Plant diversity effects on soil heterotrophic activity in experimental grassland ecosystems
- Cite this article as:
- Spehn, E.M., Joshi, J., Schmid, B. et al. Plant and Soil (2000) 224: 217. doi:10.1023/A:1004891807664
- 974 Downloads
The loss of plant species from terrestrial ecosystems may cause changes in soil decomposer communities and in decomposition of organic material with potential further consequences for other ecosystem processes. This was tested in experimental communities of 1, 2, 4, 8, 32 plant species and of 1, 2 or 3 functional groups (grasses, legumes and non-leguminous forbs). As plant species richness was reduced from the highest species richness to monocultures, mean aboveground plant biomass decreased by 150%, but microbial biomass (measured by substrate induced respiration) decreased by only 15% (P = 0.05). Irrespective of plant species richness, the absence of legumes (across diversity levels) caused microbial biomass to decrease by 15% (P = 0.02). No effect of plant species richness or composition was detected on the microbial metabolic quotient (qCO2) and no plant species richness effect was found on feeding activity of the mesofauna (assessed with a bait-lamina-test). Decomposition of cellulose and birchwood sticks was also not affected by plant species richness, but when legumes were absent, cellulose samples were decomposed more slowly (16% in 1996, 27% in 1997, P = 0.006). A significant decrease in earthworm population density of 63% and in total earthworm biomass by 84% was the single most prominent response to the reduction of plant species richness, largely due to a 50% reduction in biomass of the dominant `anecic' earthworms. Voles (Arvicola terrestris L.) also had a clear preference for high-diversity plots. Soil moisture during the growing season was unaffected by plant species richness or the number of functional groups present.
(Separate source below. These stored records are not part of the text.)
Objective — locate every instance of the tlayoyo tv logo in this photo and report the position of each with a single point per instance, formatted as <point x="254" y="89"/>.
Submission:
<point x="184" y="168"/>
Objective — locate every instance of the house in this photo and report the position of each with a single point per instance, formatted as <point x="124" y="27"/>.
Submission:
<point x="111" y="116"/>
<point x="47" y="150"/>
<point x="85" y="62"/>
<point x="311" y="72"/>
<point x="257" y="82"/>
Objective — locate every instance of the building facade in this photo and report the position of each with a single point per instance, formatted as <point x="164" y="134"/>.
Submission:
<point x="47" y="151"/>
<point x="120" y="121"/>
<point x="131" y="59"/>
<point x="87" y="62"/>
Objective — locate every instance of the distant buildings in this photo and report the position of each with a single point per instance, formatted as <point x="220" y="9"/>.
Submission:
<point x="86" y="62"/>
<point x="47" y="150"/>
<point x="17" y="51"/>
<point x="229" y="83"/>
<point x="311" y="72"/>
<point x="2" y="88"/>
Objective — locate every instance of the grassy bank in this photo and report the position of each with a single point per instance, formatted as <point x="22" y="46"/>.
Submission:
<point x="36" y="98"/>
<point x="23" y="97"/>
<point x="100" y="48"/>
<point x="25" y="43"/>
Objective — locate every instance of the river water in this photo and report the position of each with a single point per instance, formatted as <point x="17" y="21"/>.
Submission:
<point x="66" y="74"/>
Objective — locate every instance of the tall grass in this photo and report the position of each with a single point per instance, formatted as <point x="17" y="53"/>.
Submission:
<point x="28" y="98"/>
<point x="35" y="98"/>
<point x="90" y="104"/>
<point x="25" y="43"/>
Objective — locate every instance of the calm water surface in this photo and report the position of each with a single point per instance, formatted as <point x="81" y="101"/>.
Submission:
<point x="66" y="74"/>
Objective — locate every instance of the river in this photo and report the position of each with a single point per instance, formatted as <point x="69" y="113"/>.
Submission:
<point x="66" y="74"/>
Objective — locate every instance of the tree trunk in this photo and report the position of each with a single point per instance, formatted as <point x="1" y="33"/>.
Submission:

In contrast, soil temperature was 2 K higher in monocultures compared with the most diverse mixtures on a bright day at peak season. We conclude that the lower abundance and activity of decomposers with reduced plant species richness was related to altered substrate quantity, a signal which is not reflected in rates of decomposition of standard test material. The presence of nitrogen fixers seemed to be the most important component of the plant diversity manipulation for soil heterotrophs. The reduction in plant biomass due to the simulated loss of plant species had more pronounced effects on voles and earthworms than on microbes, suggesting that higher trophic levels are more strongly affected than lower trophic levels.